In an alternative France Cécile de Troyes leaves her family to further her singing career when she finds herself kidnapped and sold off to the trolls that live deep under ground. She is forced to marry the heir to the troll throne Tristan in hopes that it will break the curse that keeps them trapped under the rocks. Once bound she finds that there is a juxtaposition between the human hating conservative trolls, represented by the King and the more liberal views of the opposition, represented by her new husband. He, being afraid of what his people might due once freed, is not as eager to break the spell cast by the witch Anushka.
At first her relationship with her young husband is one of hate and dissatisfaction from both sides, but as time goes by and Cécile comes to terms with her new living arrangements and she understands Tristan’s true motives, among them protecting the half human, half troll breeds she begins to investigate what really happened with Anushka and the magic that lives within herself.
Stolen Songbird might appear, at first glance, to be just another young adult romance story and initially it might be true, but there is more to it. Of course the frame of it is deeply steeped in the romance with all of its tropes, such as the dark brooding handsome man who turns out to be a decent guy, the innocent young heroine who finds her inner strength so that she can change her destiny. It is a tale that is as old as genre fiction itself and in order for it to not fall into the trap harlequin swamp such a tale needs to be different. Jensen’s story is as different as it needs to be in order to be quite enjoyable and even though it may seem to be aimed at a certain type of reader it can in reality be enjoyed by all.

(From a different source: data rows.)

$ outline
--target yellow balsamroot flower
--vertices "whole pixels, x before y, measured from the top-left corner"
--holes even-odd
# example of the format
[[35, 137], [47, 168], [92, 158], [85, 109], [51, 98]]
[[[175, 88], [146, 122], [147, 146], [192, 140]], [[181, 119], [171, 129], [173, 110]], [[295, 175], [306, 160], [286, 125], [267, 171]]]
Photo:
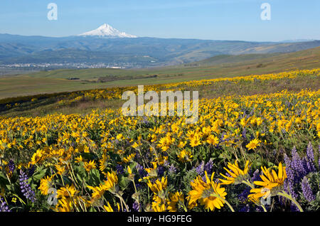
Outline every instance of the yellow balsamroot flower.
[[105, 183], [105, 184], [102, 185], [103, 189], [105, 190], [113, 189], [114, 187], [118, 183], [118, 177], [116, 172], [107, 172], [107, 181], [104, 181], [103, 182]]
[[103, 208], [107, 212], [114, 212], [113, 209], [111, 208], [110, 203], [109, 203], [109, 202], [107, 203], [107, 206], [105, 205], [103, 205]]
[[208, 136], [206, 141], [209, 144], [216, 145], [219, 144], [219, 139], [217, 136], [211, 134]]
[[89, 162], [85, 162], [84, 163], [85, 163], [85, 169], [88, 172], [93, 168], [96, 168], [94, 160], [92, 160]]
[[151, 183], [150, 181], [148, 181], [147, 185], [154, 193], [158, 194], [160, 191], [166, 188], [168, 178], [162, 177], [161, 180], [156, 180], [154, 183]]
[[123, 161], [124, 163], [129, 163], [129, 161], [131, 161], [134, 158], [135, 156], [136, 156], [135, 153], [131, 154], [129, 156], [127, 156], [127, 157], [124, 157], [123, 158]]
[[201, 205], [204, 205], [206, 209], [214, 211], [215, 208], [220, 209], [223, 206], [227, 193], [225, 192], [225, 188], [220, 188], [220, 183], [213, 181], [214, 173], [211, 175], [210, 180], [206, 171], [205, 174], [206, 182], [202, 180], [201, 176], [198, 176], [194, 181], [191, 183], [193, 190], [189, 192], [188, 199], [191, 205], [198, 201]]
[[225, 180], [219, 179], [222, 182], [221, 184], [239, 184], [241, 183], [243, 181], [247, 180], [249, 177], [247, 173], [249, 172], [250, 166], [251, 165], [249, 164], [249, 161], [247, 161], [245, 163], [245, 168], [242, 170], [239, 168], [237, 161], [235, 161], [234, 164], [228, 163], [228, 168], [229, 168], [229, 170], [225, 167], [224, 167], [223, 168], [228, 172], [228, 173], [229, 173], [230, 176], [225, 176], [220, 173], [220, 174], [225, 178]]
[[78, 157], [75, 157], [75, 162], [78, 163], [83, 161], [83, 158], [82, 158], [82, 156], [79, 156]]
[[190, 146], [192, 147], [197, 146], [201, 144], [201, 141], [198, 136], [195, 136], [190, 140]]
[[107, 176], [107, 174], [103, 171], [108, 165], [108, 160], [109, 160], [109, 156], [107, 156], [106, 154], [103, 154], [102, 158], [99, 160], [99, 169], [101, 172], [102, 172], [103, 174]]
[[190, 151], [187, 151], [185, 149], [182, 150], [178, 154], [177, 154], [177, 156], [178, 158], [179, 158], [179, 161], [181, 161], [183, 163], [191, 161], [192, 158], [193, 157]]
[[73, 201], [70, 198], [61, 198], [58, 200], [55, 210], [58, 212], [73, 211]]
[[161, 198], [157, 195], [154, 195], [152, 199], [151, 207], [154, 212], [165, 212], [167, 210], [166, 203], [168, 201], [168, 199]]
[[250, 190], [250, 194], [248, 198], [254, 196], [255, 198], [265, 198], [271, 195], [277, 195], [278, 192], [283, 190], [283, 183], [287, 178], [287, 173], [285, 166], [282, 166], [282, 163], [279, 163], [278, 166], [278, 174], [276, 173], [274, 170], [261, 167], [263, 172], [263, 175], [260, 176], [262, 181], [254, 181], [255, 185], [262, 186], [260, 188], [252, 188]]
[[41, 178], [41, 180], [40, 180], [40, 186], [38, 189], [41, 190], [41, 194], [44, 195], [48, 195], [48, 190], [49, 190], [49, 188], [52, 188], [53, 186], [52, 179], [53, 176], [54, 175], [51, 176], [47, 176], [46, 178]]
[[168, 201], [167, 209], [169, 212], [176, 212], [178, 208], [178, 203], [183, 202], [184, 195], [181, 192], [176, 192], [170, 195], [170, 200]]
[[65, 173], [65, 166], [60, 166], [60, 164], [55, 164], [55, 167], [58, 171], [58, 174], [63, 175]]
[[68, 184], [65, 185], [65, 187], [60, 188], [57, 190], [57, 198], [64, 198], [66, 197], [73, 198], [78, 193], [77, 189], [75, 189], [75, 185], [72, 184], [69, 185]]
[[105, 191], [106, 190], [102, 185], [100, 185], [97, 187], [92, 187], [90, 185], [87, 185], [87, 187], [93, 190], [93, 193], [91, 195], [92, 203], [100, 199], [105, 193]]
[[41, 149], [38, 149], [31, 157], [31, 164], [36, 165], [43, 160], [45, 151]]
[[245, 146], [245, 147], [248, 150], [255, 149], [257, 148], [257, 146], [260, 145], [260, 142], [261, 142], [261, 141], [256, 138], [256, 139], [252, 140], [251, 141], [250, 141], [250, 143], [248, 144], [247, 144]]

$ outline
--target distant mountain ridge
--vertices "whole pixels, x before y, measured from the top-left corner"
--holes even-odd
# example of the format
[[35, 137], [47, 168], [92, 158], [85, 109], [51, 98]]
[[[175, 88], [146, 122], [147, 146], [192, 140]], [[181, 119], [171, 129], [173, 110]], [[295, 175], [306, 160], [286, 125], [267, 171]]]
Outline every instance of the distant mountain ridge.
[[290, 53], [318, 46], [320, 41], [279, 43], [137, 37], [105, 23], [97, 29], [62, 38], [0, 34], [0, 65], [104, 63], [148, 68], [219, 55]]

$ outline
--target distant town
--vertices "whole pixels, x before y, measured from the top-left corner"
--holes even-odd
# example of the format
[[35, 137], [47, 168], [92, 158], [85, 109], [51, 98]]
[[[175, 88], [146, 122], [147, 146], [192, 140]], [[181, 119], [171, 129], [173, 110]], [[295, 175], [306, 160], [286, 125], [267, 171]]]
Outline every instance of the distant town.
[[30, 73], [41, 70], [57, 69], [84, 69], [84, 68], [139, 68], [134, 63], [13, 63], [0, 64], [0, 75], [19, 73]]

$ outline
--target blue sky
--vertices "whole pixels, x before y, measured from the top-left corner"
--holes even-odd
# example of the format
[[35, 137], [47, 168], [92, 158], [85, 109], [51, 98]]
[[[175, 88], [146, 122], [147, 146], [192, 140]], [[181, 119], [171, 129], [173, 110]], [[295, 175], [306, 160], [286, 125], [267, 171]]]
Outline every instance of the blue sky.
[[[49, 3], [58, 20], [49, 21]], [[262, 21], [262, 3], [271, 20]], [[0, 33], [68, 36], [104, 23], [138, 36], [279, 41], [320, 39], [319, 0], [1, 0]]]

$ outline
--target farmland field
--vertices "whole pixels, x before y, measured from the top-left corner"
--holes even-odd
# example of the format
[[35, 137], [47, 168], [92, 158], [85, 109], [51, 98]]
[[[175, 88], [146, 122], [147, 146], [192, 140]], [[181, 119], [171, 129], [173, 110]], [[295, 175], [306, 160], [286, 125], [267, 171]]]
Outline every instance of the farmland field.
[[144, 86], [199, 90], [195, 124], [124, 116], [134, 86], [1, 99], [0, 210], [319, 210], [320, 69], [277, 72]]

The story is driven through a shared narrative where the readers get to follow both Cécile and Tristan’s thoughts as they have their own separate chapters, but it is mostly the former’s voice that is heard. It is through her that the reader is privy to the world of the trolls and little by little their history and backstory is unraveled. Cécile herself has a story that is simultaneously reveled in steps and in many ways it is as the history of the protagonist is a tragic as the world she finds herself in. Romantic entanglement in all its various forms intermingle with political intrigue as well as class warfare and racism making Stolen Songbird a clear reflection of its time and the turmoil and nationalistic tensions that have plagued the early 2000s.
It is easy to brush off the first Malediction book as romantic fiction for young adults, but there is more of Diana Galbadon here than Jackie Collins. It might start out as such, but as opposed to Anne Rice or Laurell K. Hamilton the story matures and shies away from this oft, unfairly, tainted genre to take a place along side Outlander as an attempt to revamp it, instead of falling into its trap.